My Open Science presentation at the Subtle Technologies Festival

Faithful readers of this blog may recall that back in March I posted a set of slides I had prepared for a presentation to a class of undergraduate computer science majors, basically outlining what open science is and challenging them to use their talents to make science work better.

Usually I don't post the presentation slides I use for my everyday work as a librarian, when I appear in classrooms to talk about how to find and evaluate sources in science or when I talk about science communication. But in this case I spent a fair amount of time preparing and revising this particular iteration of a session I'd done a bunch of times over the year. And then the class got snowed out. And unfortunately since it was so close to the end of the term, I didn't end up giving the session. So my thinking was, I should at least get a little mileage out of all that work and share the slides!

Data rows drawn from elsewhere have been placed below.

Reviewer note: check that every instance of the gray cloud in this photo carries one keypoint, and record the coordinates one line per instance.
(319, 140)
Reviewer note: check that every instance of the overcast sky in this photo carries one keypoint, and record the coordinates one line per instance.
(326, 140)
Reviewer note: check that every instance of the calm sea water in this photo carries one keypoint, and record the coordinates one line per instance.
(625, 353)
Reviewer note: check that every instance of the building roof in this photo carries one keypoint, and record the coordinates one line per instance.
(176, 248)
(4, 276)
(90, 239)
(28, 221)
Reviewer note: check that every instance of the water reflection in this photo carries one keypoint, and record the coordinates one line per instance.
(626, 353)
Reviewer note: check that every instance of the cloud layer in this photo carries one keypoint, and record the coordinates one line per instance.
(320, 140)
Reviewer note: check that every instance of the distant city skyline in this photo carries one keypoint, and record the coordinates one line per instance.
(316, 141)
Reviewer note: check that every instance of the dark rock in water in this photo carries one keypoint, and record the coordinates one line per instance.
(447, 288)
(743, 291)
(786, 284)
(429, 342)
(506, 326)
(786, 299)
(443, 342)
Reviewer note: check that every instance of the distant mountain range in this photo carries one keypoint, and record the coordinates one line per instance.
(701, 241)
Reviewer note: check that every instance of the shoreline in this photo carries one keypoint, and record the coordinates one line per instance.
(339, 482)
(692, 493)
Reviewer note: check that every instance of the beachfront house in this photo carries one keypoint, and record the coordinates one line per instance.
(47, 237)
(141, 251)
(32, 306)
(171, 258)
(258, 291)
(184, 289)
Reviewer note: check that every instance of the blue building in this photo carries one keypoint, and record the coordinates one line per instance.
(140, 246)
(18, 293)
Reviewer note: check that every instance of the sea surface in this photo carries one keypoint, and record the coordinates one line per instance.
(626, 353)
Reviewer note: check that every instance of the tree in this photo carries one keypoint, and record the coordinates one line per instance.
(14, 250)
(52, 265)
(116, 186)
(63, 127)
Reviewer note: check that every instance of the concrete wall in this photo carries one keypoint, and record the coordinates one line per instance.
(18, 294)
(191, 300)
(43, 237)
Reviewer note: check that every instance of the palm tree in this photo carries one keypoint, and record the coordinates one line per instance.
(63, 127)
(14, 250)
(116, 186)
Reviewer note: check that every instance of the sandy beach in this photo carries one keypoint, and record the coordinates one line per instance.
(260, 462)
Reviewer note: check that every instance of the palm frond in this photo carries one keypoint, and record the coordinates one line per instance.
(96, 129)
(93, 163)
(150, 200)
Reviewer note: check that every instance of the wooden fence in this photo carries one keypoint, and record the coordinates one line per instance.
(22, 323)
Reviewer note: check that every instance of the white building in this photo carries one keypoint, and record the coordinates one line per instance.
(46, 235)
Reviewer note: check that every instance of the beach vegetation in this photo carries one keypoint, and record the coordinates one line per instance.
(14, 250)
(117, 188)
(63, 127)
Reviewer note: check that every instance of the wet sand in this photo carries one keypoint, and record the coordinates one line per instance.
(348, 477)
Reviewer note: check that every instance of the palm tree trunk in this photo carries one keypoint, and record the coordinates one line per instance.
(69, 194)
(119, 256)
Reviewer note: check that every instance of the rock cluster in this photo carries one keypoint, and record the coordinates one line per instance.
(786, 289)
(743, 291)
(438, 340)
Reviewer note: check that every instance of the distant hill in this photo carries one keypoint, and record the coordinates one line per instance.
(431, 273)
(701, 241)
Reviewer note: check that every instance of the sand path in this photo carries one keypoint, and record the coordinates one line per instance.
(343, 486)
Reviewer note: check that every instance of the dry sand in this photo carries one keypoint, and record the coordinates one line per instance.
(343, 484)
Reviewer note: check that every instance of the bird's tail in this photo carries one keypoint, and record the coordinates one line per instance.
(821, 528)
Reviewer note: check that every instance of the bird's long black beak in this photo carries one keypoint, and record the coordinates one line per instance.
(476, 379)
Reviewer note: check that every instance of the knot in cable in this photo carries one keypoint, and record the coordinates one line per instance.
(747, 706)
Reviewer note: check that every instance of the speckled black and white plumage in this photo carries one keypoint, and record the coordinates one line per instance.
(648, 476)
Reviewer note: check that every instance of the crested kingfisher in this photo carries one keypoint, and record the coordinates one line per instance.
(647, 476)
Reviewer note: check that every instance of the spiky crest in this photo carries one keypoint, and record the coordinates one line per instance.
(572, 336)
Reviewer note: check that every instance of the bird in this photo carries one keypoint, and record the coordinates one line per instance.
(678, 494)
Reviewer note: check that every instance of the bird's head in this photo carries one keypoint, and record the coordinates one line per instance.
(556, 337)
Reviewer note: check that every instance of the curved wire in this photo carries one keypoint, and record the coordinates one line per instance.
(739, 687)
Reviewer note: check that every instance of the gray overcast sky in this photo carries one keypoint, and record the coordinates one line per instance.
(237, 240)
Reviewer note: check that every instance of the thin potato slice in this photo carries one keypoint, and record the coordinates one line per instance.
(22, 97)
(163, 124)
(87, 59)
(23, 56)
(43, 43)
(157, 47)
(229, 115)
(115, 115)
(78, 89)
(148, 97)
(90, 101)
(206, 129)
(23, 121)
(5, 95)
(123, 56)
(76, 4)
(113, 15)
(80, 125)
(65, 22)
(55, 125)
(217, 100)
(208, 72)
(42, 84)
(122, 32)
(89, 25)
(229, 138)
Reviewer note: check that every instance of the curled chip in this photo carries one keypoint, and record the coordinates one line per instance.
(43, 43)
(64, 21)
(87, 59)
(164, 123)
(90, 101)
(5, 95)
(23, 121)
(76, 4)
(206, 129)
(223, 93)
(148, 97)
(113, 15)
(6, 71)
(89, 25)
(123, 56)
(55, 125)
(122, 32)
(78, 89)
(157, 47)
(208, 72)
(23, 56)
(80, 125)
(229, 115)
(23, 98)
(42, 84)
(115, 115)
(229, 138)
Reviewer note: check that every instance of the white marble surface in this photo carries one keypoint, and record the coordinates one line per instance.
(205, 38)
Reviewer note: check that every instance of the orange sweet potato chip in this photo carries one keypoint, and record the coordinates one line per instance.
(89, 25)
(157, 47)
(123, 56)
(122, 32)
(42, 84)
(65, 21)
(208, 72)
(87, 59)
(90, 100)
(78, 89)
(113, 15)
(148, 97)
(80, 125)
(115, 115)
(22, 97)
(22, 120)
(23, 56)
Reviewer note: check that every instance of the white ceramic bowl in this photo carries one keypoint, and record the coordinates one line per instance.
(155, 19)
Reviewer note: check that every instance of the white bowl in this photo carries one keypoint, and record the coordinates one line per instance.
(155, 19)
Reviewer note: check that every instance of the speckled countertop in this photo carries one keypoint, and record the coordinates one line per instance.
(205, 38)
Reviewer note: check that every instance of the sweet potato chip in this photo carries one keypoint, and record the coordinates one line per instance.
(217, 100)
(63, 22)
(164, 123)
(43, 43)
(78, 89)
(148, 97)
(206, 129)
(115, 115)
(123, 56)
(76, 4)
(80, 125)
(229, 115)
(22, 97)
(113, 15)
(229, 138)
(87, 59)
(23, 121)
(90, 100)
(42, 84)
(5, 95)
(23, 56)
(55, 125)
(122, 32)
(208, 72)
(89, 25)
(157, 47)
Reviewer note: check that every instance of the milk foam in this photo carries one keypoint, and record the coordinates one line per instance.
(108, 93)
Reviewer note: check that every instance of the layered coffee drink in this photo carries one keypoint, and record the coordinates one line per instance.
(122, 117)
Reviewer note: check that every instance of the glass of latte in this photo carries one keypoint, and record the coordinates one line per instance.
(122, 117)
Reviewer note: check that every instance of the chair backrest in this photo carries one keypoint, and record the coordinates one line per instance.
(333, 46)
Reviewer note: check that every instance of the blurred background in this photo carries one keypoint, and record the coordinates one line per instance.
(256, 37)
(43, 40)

Of course, things are never so simple. When you share, other people see. Shortly after I published the post I was contacted by Jim Ruxton of Subtle Technologies, an organization dedicated to bring art and science together. The theme of this year's edition of their long running festival was Open Culture: Participatory Practice in Art and Science. And of course, open science is all about participatory culture!

Jim asked me if I would do one of he public lectures at the festival, which was this part Saturday evening.

And thus was born: Scientists Are Doing it for Themselves: Open Access, Open Data, Citizen Science

The Web has the potential to unleash scientific creativity like nothing else since the invention of the printing press. Scientists — academic, government, industrial, even amateur — have the ability to create, measure, promote,share and even do the research itself all using the Web as the platform. In this session we’ll explore how the Web is liberating scientific creativity, looking at Open Access, Open Data, Altmetrics and Citizen Science among other movements.

The session went very well with a good audience, provocative questions and some very kind Twitter traffic about the presentation both during the session and afterwards after people looked at the slides as they were tweeted out and about.

Here are the slides (online too):

I have to say, I've done some form of this presentation a bunch of times and I think I'm finally getting the hang of it! (Hint, hint, I'd be glad to do it for you too!)

Many thanks to Jim Ruxton and the Subtle Technologies team for inviting me to present at the Festival. It was great fun!